Frauen geben durchschnittlich deutlich mehr für Gesundheit und Wellness aus als Männer – in Deutschland gaben Frauen im Jahr 2020 5.690 Euro pro Kopf aus. Männer nur 4.690 Euro. Dabei geht es auch um ärztliche Behandlungen – aber grundsätzlich sind Frauen bereit, mehr Geld für ihre Gesundheit, Nahrungsergänzung und Prävention auszugeben, als Männer. Möglicherweise wächst der FemTech-Markt auch deshalb so kräftig, weil er eine zahlungsbereite Zielgruppe erschließt.
Weibliche Gesundheitsdaten fehlen
Allerdings muss man auch festhalten: Für viele FemTech-Anwendungen und -Produkte liegt der Nutzen entweder auf der Hand oder ist durchaus wissenschaftlich untermauert. Viele FemTech-Anwendungen erheben darüber hinaus eine ganze Reihe an Daten über den weiblichen Körper. Beispielsweise, weil ihre Nutzerinnen den Puls tracken oder die Symptome ihrer Endometriose. Und diese Daten fehlen der medizinischen Forschung eigentlich schon immer. „Das ist zum Großteil noch historisch bedingt, weil man früher Frauen im gebärfähigen Alter ausgeschlossen hat“, erklärt Carina Vorisek vom deutschen Ärztinnenbund. Erst seit den neunziger Jahren gebe es die Empfehlung, Frauen auch einzubeziehen.
Bis heute gilt der weibliche Körper als unterforscht. Man nennt das den „Gender Health Gap“. Können die Daten aus den FemTech-Anwendungen diese Lücke für die medizinische Forschung zumindest ein Stück weit schließen?

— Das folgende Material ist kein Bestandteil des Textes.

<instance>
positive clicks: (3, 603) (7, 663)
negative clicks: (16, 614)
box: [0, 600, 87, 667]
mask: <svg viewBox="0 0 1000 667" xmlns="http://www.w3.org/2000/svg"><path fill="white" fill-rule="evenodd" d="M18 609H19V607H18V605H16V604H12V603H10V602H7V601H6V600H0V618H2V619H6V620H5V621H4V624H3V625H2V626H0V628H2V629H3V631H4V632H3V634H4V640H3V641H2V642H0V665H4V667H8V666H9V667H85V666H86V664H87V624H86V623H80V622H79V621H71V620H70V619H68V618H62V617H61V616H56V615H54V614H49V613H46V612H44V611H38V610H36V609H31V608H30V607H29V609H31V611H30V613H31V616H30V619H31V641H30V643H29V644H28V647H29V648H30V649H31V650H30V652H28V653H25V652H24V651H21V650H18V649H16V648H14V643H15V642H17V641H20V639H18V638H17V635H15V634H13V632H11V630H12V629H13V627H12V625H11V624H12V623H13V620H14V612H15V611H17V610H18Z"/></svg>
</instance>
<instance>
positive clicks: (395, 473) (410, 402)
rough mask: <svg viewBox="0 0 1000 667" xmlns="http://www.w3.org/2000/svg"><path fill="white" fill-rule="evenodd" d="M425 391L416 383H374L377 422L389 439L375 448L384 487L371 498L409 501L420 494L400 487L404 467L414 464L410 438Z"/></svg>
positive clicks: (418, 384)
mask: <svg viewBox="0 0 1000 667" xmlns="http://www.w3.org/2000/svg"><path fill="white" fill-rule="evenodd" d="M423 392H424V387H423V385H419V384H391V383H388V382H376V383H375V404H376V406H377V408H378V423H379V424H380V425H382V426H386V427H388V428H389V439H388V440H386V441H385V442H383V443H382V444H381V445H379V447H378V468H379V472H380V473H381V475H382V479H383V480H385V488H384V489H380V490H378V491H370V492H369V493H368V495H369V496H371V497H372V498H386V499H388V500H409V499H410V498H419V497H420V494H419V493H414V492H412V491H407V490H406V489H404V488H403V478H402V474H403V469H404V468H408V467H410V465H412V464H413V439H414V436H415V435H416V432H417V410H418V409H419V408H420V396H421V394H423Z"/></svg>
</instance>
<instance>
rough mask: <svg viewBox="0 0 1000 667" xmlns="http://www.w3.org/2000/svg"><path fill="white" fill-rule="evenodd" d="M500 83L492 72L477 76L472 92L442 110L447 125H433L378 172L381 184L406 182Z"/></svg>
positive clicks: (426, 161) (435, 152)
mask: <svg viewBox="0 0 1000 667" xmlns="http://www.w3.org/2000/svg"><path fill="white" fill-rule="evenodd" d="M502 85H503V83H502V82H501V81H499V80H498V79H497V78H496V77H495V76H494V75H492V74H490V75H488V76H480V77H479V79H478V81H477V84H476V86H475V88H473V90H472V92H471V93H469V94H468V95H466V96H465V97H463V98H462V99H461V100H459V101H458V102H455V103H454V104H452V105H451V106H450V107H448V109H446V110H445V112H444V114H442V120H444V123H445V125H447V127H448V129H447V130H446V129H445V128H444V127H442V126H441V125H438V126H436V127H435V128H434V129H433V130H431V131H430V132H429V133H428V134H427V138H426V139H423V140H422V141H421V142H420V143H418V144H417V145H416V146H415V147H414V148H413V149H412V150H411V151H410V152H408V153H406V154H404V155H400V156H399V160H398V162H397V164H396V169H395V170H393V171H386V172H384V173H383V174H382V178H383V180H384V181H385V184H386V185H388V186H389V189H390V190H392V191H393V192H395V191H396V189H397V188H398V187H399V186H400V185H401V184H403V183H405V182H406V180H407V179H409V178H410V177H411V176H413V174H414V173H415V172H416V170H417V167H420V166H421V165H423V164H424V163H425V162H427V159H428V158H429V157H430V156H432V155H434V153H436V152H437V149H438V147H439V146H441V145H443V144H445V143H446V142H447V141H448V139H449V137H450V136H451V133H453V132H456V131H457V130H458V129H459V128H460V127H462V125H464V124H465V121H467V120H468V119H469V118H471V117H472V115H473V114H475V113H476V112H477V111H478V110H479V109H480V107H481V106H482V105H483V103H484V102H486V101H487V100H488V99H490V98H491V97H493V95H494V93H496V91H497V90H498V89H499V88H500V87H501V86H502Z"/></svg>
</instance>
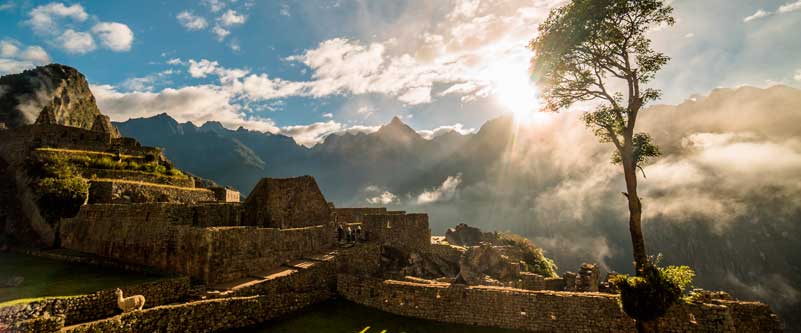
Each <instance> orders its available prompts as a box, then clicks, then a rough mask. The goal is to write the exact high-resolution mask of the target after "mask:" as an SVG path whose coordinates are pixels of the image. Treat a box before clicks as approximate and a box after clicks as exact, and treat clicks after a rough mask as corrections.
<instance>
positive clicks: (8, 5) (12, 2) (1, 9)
mask: <svg viewBox="0 0 801 333" xmlns="http://www.w3.org/2000/svg"><path fill="white" fill-rule="evenodd" d="M16 6H17V5H16V4H14V2H12V1H7V2H5V3H3V4H0V12H2V11H6V10H10V9H12V8H14V7H16Z"/></svg>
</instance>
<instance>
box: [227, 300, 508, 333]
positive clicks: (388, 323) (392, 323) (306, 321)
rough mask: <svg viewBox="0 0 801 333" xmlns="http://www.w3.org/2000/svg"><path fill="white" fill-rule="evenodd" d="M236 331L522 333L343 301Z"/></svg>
mask: <svg viewBox="0 0 801 333" xmlns="http://www.w3.org/2000/svg"><path fill="white" fill-rule="evenodd" d="M235 332H259V333H261V332H263V333H267V332H270V333H307V332H308V333H312V332H331V333H339V332H342V333H430V332H436V333H521V331H514V330H503V329H498V328H480V327H472V326H464V325H451V324H443V323H437V322H433V321H428V320H421V319H414V318H407V317H401V316H396V315H393V314H389V313H386V312H382V311H378V310H375V309H371V308H368V307H365V306H361V305H358V304H355V303H351V302H348V301H345V300H333V301H328V302H325V303H322V304H319V305H316V306H313V307H311V308H308V309H306V310H304V311H301V312H298V313H296V314H292V315H289V316H287V317H284V318H281V319H278V320H274V321H271V322H268V323H266V324H264V325H261V326H258V327H252V328H247V329H241V330H237V331H235Z"/></svg>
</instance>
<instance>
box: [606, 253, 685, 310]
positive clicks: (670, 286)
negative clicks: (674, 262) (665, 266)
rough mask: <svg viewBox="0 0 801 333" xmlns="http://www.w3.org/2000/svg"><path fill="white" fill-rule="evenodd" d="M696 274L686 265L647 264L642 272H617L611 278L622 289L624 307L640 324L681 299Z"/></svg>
mask: <svg viewBox="0 0 801 333" xmlns="http://www.w3.org/2000/svg"><path fill="white" fill-rule="evenodd" d="M657 261H658V260H657ZM693 277H695V272H693V270H692V269H690V267H687V266H668V267H659V266H657V264H648V265H646V266H645V268H644V269H643V271H642V275H640V276H628V275H618V276H616V277H614V278H613V279H612V281H611V282H612V283H613V284H614V285H615V286H616V287H617V288H618V289H619V290H620V305H621V307H622V308H623V311H624V312H625V313H626V314H627V315H628V316H629V317H631V318H634V319H635V320H637V322H638V325H639V324H640V323H644V322H652V321H654V320H656V319H657V318H659V317H661V316H663V315H664V314H665V313H667V311H668V309H670V307H671V306H673V305H674V304H676V303H679V302H680V301H681V300H682V299H683V298H682V295H683V294H684V291H685V290H686V289H687V288H688V287H689V286H690V285H691V284H692V280H693Z"/></svg>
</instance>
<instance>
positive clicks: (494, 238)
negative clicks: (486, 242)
mask: <svg viewBox="0 0 801 333" xmlns="http://www.w3.org/2000/svg"><path fill="white" fill-rule="evenodd" d="M495 239H497V237H496V236H495V234H493V233H491V232H481V229H479V228H475V227H471V226H469V225H467V224H464V223H460V224H459V225H457V226H456V227H455V228H448V230H447V231H446V232H445V240H446V241H448V243H450V244H453V245H460V246H476V245H478V244H479V243H481V242H491V241H494V240H495Z"/></svg>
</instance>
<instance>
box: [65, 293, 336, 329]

Einige Unternehmen sammeln in diesem Zusammenhang aktuell durchaus sehr wertvolle Daten, findet Vorisek: „Ich denke da an ein Start-up aus den USA, die entwickeln einen BH, der EKG-Daten erhebt.“ Gerade in der Kardiologie, wenn es etwa um Herzinfarkte gehe, seien Frauen stark unterdiagnostiziert, weil sie andere Symptome haben. „Da ist das natürlich eine super Möglichkeit, zusätzliche Daten zu erheben.“ Sie sehe das als große Chance.
Zwischen sinnvollen und sinnlosen Apps zu unterscheiden, ist schwer
Angesichts des großen Marktes für FemTech-Produkte ist es für viele Anwenderinnen schwer, zwischen eher sinnvollen und weniger sinnvollen Apps zu unterscheiden. „Bei den Apps auf dem freien Markt ist es schwer, pauschal zu sagen, ob die eher einen Nutzen haben oder nicht“, findet Carina Vorisek. „Was mich persönlich immer ein bisschen verschreckt, ist wenn die Gründer eines FemTech-Unternehmens hauptsächlich männlich sind“, ihr sei weibliche Repräsentation in diesem Zusammenhang wichtig.
Darüber hinaus helfen Zertifizierungen, ein Angebot zu finden, das auch aus medizinischer Sicht sinnvoll ist. „Wenn die Apps über die Krankenkassen veröffentlicht wurden oder als sogenannte digitale Gesundheitsanwendungen klassifiziert sind, sind die Hürden schon wirklich hoch.“ Carina Vorisek erklärt, dort könne man darauf vertrauen, dass ein Nutzen erst einmal nachgewiesen werden musste.
Auf den Datenschutz achten!
Auf der anderen Seite steht der Datenschutz. Es geht bei den meisten FemTech-Anwendungen immerhin um hochsensible Gesundheitsdaten. In den USA etwa wurden Zyklus-Apps bereits im Rahmen der Strafverfolgung illegaler Abtreibungen genutzt, weil sie Hinweise auf eine beendete Schwangerschaft geben können.
In Deutschland gibt es vergleichsweise strengere Datenschutzbestimmungen, die sich etwa aus der Digitale-Gesundheitsanwendungen-Verordnung (DiGAV) ergeben. Apps müssen bei der Informationssicherheit, Zweckbindung, Datenminimierung und Nutzeraufklärung bestimmte Standards erfüllen. Auch für Apps etwa aus den USA, die in Deutschland verwendet werden, gelten die Richtlinien der Datenschutz-Grundverordnung (DSGVO).
Aber dabei gibt es ein Problem: Nicht alle FemTech-Apps sind beispielsweise als Medizinprodukte zugelassen. Zyklus-Apps etwa, die nur der Beobachtung des eigenen Zyklus dienen, gelten als Lifestyle-Produkt und müssen die strengen Vorgaben für Medizin-Apps nicht erfüllen. Es gilt also immer, zu prüfen, woher eine App stammt und welche Vorgaben dementsprechend gelten.